- Date: December 22, 1999
- Season: 1999
- Stadium: Ladd–Peebles Stadium
- Location: Mobile, Alabama
- MVP: TCU QB Casey Printers
- Referee: John Laurie (Big 12)
- Attendance: 34,200

United States TV coverage
- Network: ESPN
- Announcers: Rich Waltz (Play by Play) Rod Gilmore (Analyst) Don McPherson (Sideline)

= 1999 Mobile Alabama Bowl =

The 1999 Mobile Alabama Bowl was an American college football bowl game. It was part of the 1999 NCAA Division I-A football season, and was the inaugural edition of the Mobile Alabama Bowl (which has subsequently gone though several name changes). It was played on December 22, 1999, and featured the 8–3 East Carolina Pirates (Coaches/ESPN No. 20) of Conference USA, and the 7–4 TCU Horned Frogs of the Western Athletic Conference (WAC). The game was played at Ladd–Peebles Stadium in Mobile, Alabama.

==Game recap==
East Carolina opened the scoring with a 58-yard touchdown pass from quarterback David Garrard to wide receiver Arnie Powell. TCU running back LaDainian Tomlinson scored on a 2-yard touchdown run to tie the game at 7 after one quarter. Casey Printers threw a 21-yard touchdown pass in the second quarter, and the Horned Frogs took a 14–7 lead. Tomlinson, who had 124 yards rushing in the game, scored on a 3-yard touchdown run before halftime, to give TCU a 21-7 halftime lead.
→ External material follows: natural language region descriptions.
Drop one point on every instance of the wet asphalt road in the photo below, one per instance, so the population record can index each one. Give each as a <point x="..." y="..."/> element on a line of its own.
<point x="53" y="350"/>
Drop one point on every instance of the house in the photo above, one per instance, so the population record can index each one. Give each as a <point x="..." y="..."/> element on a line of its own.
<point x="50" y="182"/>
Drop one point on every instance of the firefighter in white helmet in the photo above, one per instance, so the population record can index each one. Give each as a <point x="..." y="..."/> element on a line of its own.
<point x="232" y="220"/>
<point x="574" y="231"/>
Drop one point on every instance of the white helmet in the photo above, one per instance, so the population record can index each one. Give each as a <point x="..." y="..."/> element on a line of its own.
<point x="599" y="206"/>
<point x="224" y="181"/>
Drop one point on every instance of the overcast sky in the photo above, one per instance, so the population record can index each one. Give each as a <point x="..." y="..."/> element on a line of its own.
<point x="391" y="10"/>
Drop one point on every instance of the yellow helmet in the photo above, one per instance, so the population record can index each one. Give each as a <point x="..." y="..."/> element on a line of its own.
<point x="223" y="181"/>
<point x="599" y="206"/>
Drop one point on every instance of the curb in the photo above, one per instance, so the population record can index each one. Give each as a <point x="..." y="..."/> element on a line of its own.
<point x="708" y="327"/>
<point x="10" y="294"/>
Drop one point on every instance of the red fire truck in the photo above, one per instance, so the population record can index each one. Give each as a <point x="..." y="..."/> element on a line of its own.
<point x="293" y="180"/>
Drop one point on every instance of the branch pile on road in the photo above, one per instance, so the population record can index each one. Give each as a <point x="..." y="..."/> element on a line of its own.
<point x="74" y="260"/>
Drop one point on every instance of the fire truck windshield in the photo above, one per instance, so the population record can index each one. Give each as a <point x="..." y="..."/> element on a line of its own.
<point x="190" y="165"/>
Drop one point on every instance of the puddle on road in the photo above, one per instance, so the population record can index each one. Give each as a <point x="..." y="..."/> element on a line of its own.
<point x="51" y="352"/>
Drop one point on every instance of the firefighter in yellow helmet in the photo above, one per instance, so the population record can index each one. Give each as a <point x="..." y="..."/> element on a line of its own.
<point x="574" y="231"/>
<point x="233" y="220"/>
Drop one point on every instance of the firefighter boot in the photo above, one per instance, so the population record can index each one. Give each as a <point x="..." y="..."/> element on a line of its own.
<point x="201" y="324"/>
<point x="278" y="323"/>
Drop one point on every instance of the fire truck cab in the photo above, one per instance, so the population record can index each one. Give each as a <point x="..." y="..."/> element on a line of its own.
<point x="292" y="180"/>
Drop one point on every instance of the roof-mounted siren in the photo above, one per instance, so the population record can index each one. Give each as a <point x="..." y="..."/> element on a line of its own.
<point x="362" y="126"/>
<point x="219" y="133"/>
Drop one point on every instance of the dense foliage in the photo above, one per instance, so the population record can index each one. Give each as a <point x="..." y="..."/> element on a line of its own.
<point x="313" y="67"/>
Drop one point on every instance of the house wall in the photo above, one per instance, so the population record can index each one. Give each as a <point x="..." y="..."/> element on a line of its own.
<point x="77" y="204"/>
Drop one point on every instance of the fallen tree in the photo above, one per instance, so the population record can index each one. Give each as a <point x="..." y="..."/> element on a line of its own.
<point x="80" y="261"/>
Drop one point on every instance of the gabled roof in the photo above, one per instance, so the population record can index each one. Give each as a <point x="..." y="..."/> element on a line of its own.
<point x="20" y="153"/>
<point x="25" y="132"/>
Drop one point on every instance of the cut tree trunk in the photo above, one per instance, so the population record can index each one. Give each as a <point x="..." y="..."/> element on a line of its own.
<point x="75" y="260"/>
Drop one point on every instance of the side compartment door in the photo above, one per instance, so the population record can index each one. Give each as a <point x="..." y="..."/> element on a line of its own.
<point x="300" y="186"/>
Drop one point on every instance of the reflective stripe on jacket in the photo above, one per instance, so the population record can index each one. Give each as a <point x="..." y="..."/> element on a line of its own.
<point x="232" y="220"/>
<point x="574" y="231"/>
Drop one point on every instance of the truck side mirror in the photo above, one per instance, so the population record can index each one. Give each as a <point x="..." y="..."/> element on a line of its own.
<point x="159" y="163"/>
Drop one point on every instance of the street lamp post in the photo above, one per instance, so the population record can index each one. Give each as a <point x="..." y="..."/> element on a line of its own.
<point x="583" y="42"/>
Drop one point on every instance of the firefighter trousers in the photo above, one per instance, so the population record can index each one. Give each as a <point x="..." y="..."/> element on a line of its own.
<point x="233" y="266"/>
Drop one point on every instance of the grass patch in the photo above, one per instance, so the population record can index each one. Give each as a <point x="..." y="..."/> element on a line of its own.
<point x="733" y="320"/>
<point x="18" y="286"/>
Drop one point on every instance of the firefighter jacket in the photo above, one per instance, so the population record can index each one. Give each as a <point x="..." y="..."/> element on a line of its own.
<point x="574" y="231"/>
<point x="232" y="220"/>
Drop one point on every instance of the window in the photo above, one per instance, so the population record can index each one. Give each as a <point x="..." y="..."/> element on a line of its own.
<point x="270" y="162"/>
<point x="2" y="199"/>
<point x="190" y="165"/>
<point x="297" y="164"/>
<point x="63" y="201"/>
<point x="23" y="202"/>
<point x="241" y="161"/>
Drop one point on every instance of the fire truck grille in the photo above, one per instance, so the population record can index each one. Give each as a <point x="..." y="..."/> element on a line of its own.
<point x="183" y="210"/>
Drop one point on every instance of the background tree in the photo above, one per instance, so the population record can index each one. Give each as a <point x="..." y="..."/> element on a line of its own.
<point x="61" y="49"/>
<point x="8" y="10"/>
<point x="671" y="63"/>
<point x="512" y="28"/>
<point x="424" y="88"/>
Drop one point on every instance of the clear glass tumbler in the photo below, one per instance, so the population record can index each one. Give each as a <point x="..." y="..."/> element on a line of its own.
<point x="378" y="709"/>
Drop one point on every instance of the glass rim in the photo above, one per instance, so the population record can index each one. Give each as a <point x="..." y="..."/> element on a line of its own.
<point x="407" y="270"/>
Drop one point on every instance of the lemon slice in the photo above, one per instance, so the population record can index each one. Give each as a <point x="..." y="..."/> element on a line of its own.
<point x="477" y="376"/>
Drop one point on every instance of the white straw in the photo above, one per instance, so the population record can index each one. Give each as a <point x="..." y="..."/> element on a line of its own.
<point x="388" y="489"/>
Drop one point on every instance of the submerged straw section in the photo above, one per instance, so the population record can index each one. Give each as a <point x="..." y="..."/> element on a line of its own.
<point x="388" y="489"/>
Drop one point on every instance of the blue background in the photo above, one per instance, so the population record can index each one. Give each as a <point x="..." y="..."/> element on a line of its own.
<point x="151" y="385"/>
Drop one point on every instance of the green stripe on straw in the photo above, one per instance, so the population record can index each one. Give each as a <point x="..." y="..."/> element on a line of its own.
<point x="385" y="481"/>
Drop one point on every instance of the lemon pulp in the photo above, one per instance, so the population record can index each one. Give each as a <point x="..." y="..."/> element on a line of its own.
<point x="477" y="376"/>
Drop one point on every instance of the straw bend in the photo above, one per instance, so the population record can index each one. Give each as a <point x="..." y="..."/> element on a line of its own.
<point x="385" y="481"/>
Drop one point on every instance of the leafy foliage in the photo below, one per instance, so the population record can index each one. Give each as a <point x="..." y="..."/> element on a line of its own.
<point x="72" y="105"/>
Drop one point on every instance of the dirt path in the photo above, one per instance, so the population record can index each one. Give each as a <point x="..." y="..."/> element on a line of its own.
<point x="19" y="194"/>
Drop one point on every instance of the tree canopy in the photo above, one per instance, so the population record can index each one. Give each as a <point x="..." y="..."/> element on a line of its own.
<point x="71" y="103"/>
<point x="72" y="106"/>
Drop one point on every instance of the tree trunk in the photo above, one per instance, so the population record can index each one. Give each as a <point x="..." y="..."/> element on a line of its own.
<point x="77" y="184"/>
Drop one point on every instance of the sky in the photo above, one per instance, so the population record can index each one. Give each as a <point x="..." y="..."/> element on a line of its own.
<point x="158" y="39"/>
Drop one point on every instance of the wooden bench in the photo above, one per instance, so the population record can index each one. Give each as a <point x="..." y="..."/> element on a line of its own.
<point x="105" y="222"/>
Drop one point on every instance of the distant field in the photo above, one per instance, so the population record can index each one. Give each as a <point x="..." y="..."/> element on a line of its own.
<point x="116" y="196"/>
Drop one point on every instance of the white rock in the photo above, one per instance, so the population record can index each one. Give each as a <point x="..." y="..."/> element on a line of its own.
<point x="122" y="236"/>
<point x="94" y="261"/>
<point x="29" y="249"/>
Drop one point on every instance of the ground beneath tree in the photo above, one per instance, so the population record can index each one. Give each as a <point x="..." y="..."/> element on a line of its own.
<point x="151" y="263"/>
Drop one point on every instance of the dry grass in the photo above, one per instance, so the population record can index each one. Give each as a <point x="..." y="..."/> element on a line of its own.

In the third quarter, Jamie Wilson scored on a 13-yard touchdown run to bring East Carolina within a touchdown. Russell Gary scored on an interception return to give TCU a 28–14 lead. TCU, which alternated between the quarterbacks Casey and Patrick Batteaux, made it impossible for the Pirates to adjust to the variance of play styles between the drop back passer Printers and the option running Batteaux. The Frogs defense shut down the Pirates' running game, holding them to minus-16 yards. TCU held on to that lead to win the game by that margin.